Software Vendor Compliance Scrapped
Trump’s order also eliminates the Biden-era requirement that software vendors doing business with the federal government must submit “secure software development attestations,” backed by technical documentation to verify that their code meets modern security standards. Under Biden’s framework, these attestations would have been reviewed by CISA and the Office of the National Cyber Director, with failed claims potentially referred to the Justice Department.
Trump’s administration dismissed these as burdensome and bureaucratic, claiming they prioritized “compliance checklists over genuine security investments.” The White House said the new approach would reduce red tape while still encouraging best practices, though critics say that’s unlikely.
Though NIST’s collaborative work with industry on updating the Secure Software Development Framework (SSDF) remains intact, the Trump order severs any direct link between those updates and requirements for federal software vendors.
Email Encryption, Identity Protections Also Dropped
The order also eliminates numerous other provisions from Biden’s January directive. Gone are the requirements for agencies to adopt phishing-resistant multi-factor authentication, implement strong email encryption, and secure internet routing. Also discarded is a directive for agencies to explore digital identity documents to reduce fraud in public benefit programs—a project Trump called “inappropriate.”
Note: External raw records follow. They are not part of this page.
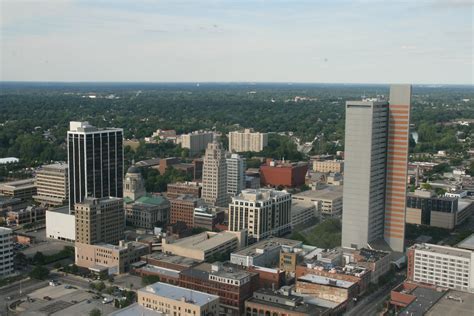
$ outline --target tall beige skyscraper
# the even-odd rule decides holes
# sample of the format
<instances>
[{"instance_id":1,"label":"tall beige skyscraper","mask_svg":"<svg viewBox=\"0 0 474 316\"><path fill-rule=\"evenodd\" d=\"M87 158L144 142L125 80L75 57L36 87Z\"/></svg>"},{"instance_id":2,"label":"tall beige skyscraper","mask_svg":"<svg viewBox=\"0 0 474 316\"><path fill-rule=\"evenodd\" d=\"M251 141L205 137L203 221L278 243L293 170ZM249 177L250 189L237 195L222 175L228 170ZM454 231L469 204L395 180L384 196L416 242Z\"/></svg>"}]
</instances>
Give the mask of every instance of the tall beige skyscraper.
<instances>
[{"instance_id":1,"label":"tall beige skyscraper","mask_svg":"<svg viewBox=\"0 0 474 316\"><path fill-rule=\"evenodd\" d=\"M267 143L267 133L254 132L252 129L229 133L229 151L231 152L260 152Z\"/></svg>"},{"instance_id":2,"label":"tall beige skyscraper","mask_svg":"<svg viewBox=\"0 0 474 316\"><path fill-rule=\"evenodd\" d=\"M202 169L202 199L215 206L227 206L226 152L218 142L207 145Z\"/></svg>"},{"instance_id":3,"label":"tall beige skyscraper","mask_svg":"<svg viewBox=\"0 0 474 316\"><path fill-rule=\"evenodd\" d=\"M125 211L123 199L85 198L75 205L76 243L118 244L123 239Z\"/></svg>"},{"instance_id":4,"label":"tall beige skyscraper","mask_svg":"<svg viewBox=\"0 0 474 316\"><path fill-rule=\"evenodd\" d=\"M347 101L342 246L404 251L411 86Z\"/></svg>"}]
</instances>

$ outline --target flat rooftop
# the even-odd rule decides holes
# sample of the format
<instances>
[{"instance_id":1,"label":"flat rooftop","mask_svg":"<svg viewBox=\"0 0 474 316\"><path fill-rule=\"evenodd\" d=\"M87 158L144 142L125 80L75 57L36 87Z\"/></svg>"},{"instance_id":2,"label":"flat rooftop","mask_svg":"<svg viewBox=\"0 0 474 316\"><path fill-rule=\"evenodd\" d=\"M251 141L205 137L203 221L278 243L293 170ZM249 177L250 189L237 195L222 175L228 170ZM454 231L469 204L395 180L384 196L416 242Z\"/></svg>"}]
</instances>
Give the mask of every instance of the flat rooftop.
<instances>
[{"instance_id":1,"label":"flat rooftop","mask_svg":"<svg viewBox=\"0 0 474 316\"><path fill-rule=\"evenodd\" d=\"M474 234L462 240L456 247L474 251Z\"/></svg>"},{"instance_id":2,"label":"flat rooftop","mask_svg":"<svg viewBox=\"0 0 474 316\"><path fill-rule=\"evenodd\" d=\"M139 289L137 292L155 294L175 301L181 301L184 298L186 303L197 306L204 306L210 301L219 299L219 296L217 295L211 295L162 282L153 283Z\"/></svg>"},{"instance_id":3,"label":"flat rooftop","mask_svg":"<svg viewBox=\"0 0 474 316\"><path fill-rule=\"evenodd\" d=\"M201 263L200 265L190 268L184 271L181 271L181 274L198 278L201 280L209 280L209 275L217 275L223 278L232 279L232 280L243 280L245 278L256 275L256 272L247 272L240 269L238 266L222 264L218 271L213 271L212 266L220 263Z\"/></svg>"},{"instance_id":4,"label":"flat rooftop","mask_svg":"<svg viewBox=\"0 0 474 316\"><path fill-rule=\"evenodd\" d=\"M168 268L162 268L158 267L152 264L147 264L143 267L140 268L140 270L149 272L149 273L155 273L155 274L161 274L161 275L166 275L168 277L172 278L179 278L179 271L178 270L173 270L173 269L168 269Z\"/></svg>"},{"instance_id":5,"label":"flat rooftop","mask_svg":"<svg viewBox=\"0 0 474 316\"><path fill-rule=\"evenodd\" d=\"M328 278L328 277L315 275L315 274L306 274L302 277L299 277L298 281L299 280L305 281L305 282L310 282L310 283L315 283L315 284L328 285L328 286L333 286L333 287L341 287L341 288L345 288L345 289L348 289L352 285L355 284L354 282Z\"/></svg>"},{"instance_id":6,"label":"flat rooftop","mask_svg":"<svg viewBox=\"0 0 474 316\"><path fill-rule=\"evenodd\" d=\"M59 170L63 171L68 168L68 164L66 162L64 163L53 163L51 165L43 165L41 166L41 169L43 170Z\"/></svg>"},{"instance_id":7,"label":"flat rooftop","mask_svg":"<svg viewBox=\"0 0 474 316\"><path fill-rule=\"evenodd\" d=\"M343 186L327 186L321 190L307 190L293 194L293 200L314 199L314 200L334 200L342 198Z\"/></svg>"},{"instance_id":8,"label":"flat rooftop","mask_svg":"<svg viewBox=\"0 0 474 316\"><path fill-rule=\"evenodd\" d=\"M474 311L474 294L449 290L425 314L471 316Z\"/></svg>"},{"instance_id":9,"label":"flat rooftop","mask_svg":"<svg viewBox=\"0 0 474 316\"><path fill-rule=\"evenodd\" d=\"M271 301L265 298L271 298ZM257 303L265 306L274 306L289 312L307 313L314 316L325 315L328 310L326 307L305 303L303 298L300 296L291 294L284 295L278 291L272 291L270 289L259 289L255 291L253 297L249 298L247 301L249 303Z\"/></svg>"},{"instance_id":10,"label":"flat rooftop","mask_svg":"<svg viewBox=\"0 0 474 316\"><path fill-rule=\"evenodd\" d=\"M34 186L34 178L0 183L0 188L3 189L26 189Z\"/></svg>"},{"instance_id":11,"label":"flat rooftop","mask_svg":"<svg viewBox=\"0 0 474 316\"><path fill-rule=\"evenodd\" d=\"M465 250L465 249L448 247L448 246L438 246L438 245L433 245L433 244L415 244L413 248L419 251L426 251L430 253L456 256L456 257L461 257L465 259L470 259L471 253L472 253L472 251Z\"/></svg>"},{"instance_id":12,"label":"flat rooftop","mask_svg":"<svg viewBox=\"0 0 474 316\"><path fill-rule=\"evenodd\" d=\"M282 246L294 248L302 245L303 242L299 240L271 237L234 252L233 254L248 257L258 257L263 255L266 251L274 248L280 248Z\"/></svg>"},{"instance_id":13,"label":"flat rooftop","mask_svg":"<svg viewBox=\"0 0 474 316\"><path fill-rule=\"evenodd\" d=\"M165 316L165 314L148 309L139 305L138 303L133 303L125 308L119 309L118 311L108 314L108 316Z\"/></svg>"},{"instance_id":14,"label":"flat rooftop","mask_svg":"<svg viewBox=\"0 0 474 316\"><path fill-rule=\"evenodd\" d=\"M152 254L143 256L142 259L144 259L145 261L147 261L147 259L160 260L162 262L172 263L172 264L181 265L181 266L189 267L189 268L201 263L200 260L177 256L177 255L170 255L163 252L154 252Z\"/></svg>"},{"instance_id":15,"label":"flat rooftop","mask_svg":"<svg viewBox=\"0 0 474 316\"><path fill-rule=\"evenodd\" d=\"M416 299L410 303L399 315L414 316L414 315L425 315L425 313L441 298L445 295L444 291L436 291L433 289L417 287L411 293L416 296ZM452 314L445 314L452 315Z\"/></svg>"},{"instance_id":16,"label":"flat rooftop","mask_svg":"<svg viewBox=\"0 0 474 316\"><path fill-rule=\"evenodd\" d=\"M237 235L229 232L204 232L190 237L178 239L175 242L170 243L169 245L207 251L219 245L227 243L232 239L237 239Z\"/></svg>"}]
</instances>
The Office of Management and Budget’s mandate to review risks associated with IT vendor concentration—a lesson from high-profile breaches like SolarWinds—was also dropped, raising concern among lawmakers and watchdogs who had championed those reforms.
Trump even revised an Obama-era sanctions authority, narrowing it so that the Treasury Department can only target foreigners who carry out cyberattacks on U.S. systems. The White House claimed this would prevent the “misuse of cyber sanctions powers against domestic political opponents,” language that critics say politicizes a critical national security tool.
One Initiative Survives
One of the only Biden-era programs left untouched is a Federal Communications Commission effort modeled after the Energy Star certification system. The initiative applies security labels to consumer tech products tested in federally approved labs, and beginning in 2027, will be mandatory for vendors selling internet-of-things devices to the federal government.
Across the cybersecurity community, the reaction to Trump’s sweeping rollback has been one of growing concern.
While Trump’s administration insists the focus is now on “real security” and efficiency, experts fear the abrupt elimination of AI and quantum preparedness policies may cost the U.S. dearly in the years ahead.